Supermarchés : ces aliments adorés des Français pourraient disparaître des rayons

Nous sommes dans un contexte de pénurie alimentaire. Selon le PDG des supermarchés Système U, les choses ne risquent pas de s’arranger.

Supermarchés : ces aliments adorés des Français pourraient disparaître des rayons ! – Source : IStock

Vu comment les choses évoluent, ces aliments du quotidien pourraient manquer. En effet, le contexte actuel rend les approvisionnements difficiles. Le PDG du groupe de supermarchés Système U prévient que les choses ne devraient pas revenir à la normale ces prochains mois.

Dominique Schelcher prévient les Français

Ces derniers temps, en France, le quotidien des consommateurs se complique de plus en plus. De nombreux secteurs, dont l’agroalimentaire, se trouvent actuellement dans des situations de pénurie. En effet, tout cela est dû à des difficultés d’approvisionnement en carburant.

20 minutes nous fait part des propos de Dominique Schelcher, PDG des supermarchés Système U. Lors d’une interview sur le Journal du Dimanche, Schelcher s’est exprimé sur les ruptures de stock actuelles et futures. Selon le PDG, la rupture de produits est passée de 2 % à un taux de 10-12 %.

« Nous n’avons jamais connu, en tout cas pas depuis plus de cinquante ans, une crise comparable à celle d’aujourd’hui », explique Dominique Schelcher au Journal du Dimanche.

Il prévient que dans les semaines à venir, de nombreux produits alimentaires vont manquer dans les rayons des supermarchés U.

Risque de pénurie dans les supermarchés

Alors que les conséquences de la pandémie se font encore sentir, la situation mondiale actuelle vient les amplifier. Ce qui crée des phénomènes d’ampleur visible chaque jour. À en croire BFMTV, d’autres produits risquent de connaître le même sort que celui qui touche la moutarde :

« Les huiles, les féculents, les pâtes, les farines, le riz… La plupart de ces produits sont déjà sous tension »

Un problème de plus qui n’arrange pas les affaires des consommateurs. En effet, ces derniers souffrent déjà de l’inflation qui ne cesse de croître et de la baisse du pouvoir d’achat.

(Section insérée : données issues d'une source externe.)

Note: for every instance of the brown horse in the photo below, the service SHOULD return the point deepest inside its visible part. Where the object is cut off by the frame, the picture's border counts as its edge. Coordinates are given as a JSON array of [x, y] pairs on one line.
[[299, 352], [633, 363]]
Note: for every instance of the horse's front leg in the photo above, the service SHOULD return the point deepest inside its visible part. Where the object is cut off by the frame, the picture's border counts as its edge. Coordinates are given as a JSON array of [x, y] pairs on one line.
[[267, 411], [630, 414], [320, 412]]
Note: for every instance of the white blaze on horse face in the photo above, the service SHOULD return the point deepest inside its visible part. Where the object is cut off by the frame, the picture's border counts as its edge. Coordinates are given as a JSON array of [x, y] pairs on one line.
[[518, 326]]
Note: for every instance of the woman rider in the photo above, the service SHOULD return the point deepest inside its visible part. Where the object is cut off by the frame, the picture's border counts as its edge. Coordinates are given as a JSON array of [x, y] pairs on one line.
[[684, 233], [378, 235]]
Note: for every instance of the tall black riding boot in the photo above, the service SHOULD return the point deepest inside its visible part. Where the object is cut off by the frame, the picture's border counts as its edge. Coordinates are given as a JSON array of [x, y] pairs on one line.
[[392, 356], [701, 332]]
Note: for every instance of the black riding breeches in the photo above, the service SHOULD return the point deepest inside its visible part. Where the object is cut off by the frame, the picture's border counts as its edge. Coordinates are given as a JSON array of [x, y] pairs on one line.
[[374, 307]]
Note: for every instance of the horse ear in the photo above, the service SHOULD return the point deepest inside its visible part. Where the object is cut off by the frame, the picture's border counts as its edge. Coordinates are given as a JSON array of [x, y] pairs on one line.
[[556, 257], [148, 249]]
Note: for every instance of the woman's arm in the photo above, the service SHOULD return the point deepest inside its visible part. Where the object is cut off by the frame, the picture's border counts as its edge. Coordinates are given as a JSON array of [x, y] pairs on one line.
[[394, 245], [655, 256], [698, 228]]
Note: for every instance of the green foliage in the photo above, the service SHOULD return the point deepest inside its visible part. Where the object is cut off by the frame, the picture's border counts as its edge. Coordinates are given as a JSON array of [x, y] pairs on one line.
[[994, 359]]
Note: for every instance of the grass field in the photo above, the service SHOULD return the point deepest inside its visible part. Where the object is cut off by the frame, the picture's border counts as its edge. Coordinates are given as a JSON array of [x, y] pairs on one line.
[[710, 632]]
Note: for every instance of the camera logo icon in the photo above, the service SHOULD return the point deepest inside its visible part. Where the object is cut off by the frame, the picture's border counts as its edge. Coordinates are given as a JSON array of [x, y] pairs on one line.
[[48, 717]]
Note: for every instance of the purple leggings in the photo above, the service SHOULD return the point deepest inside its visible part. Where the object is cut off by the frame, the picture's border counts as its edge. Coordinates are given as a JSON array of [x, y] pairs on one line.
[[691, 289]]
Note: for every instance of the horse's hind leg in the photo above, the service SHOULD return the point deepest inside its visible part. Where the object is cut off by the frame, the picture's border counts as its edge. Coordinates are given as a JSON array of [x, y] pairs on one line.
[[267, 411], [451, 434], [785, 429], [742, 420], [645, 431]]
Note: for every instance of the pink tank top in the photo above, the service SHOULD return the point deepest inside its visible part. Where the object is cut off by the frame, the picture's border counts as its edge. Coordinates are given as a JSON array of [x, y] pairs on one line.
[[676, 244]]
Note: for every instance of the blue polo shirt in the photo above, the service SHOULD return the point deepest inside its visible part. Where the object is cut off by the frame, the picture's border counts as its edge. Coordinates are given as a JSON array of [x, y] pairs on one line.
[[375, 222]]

« Le niveau de vente sur ces familles de produits reste très élevé, +30 à+50 % sur les huiles chaque semaine par rapport à l’habitude », déplore Myriam Qadi, chargée d’études à l’Institut NielsenIQ, dans 60 Millions de Consommateurs.

Situation oblige, les Français font de plus en plus d’achats de précaution par peur de ruptures imminentes. Et ce, alors qu’ils se serrent déjà la ceinture par manque de pouvoir d’achat. De plus, avec les aléas climatiques tels que sécheresse et canicule, les choses empirent.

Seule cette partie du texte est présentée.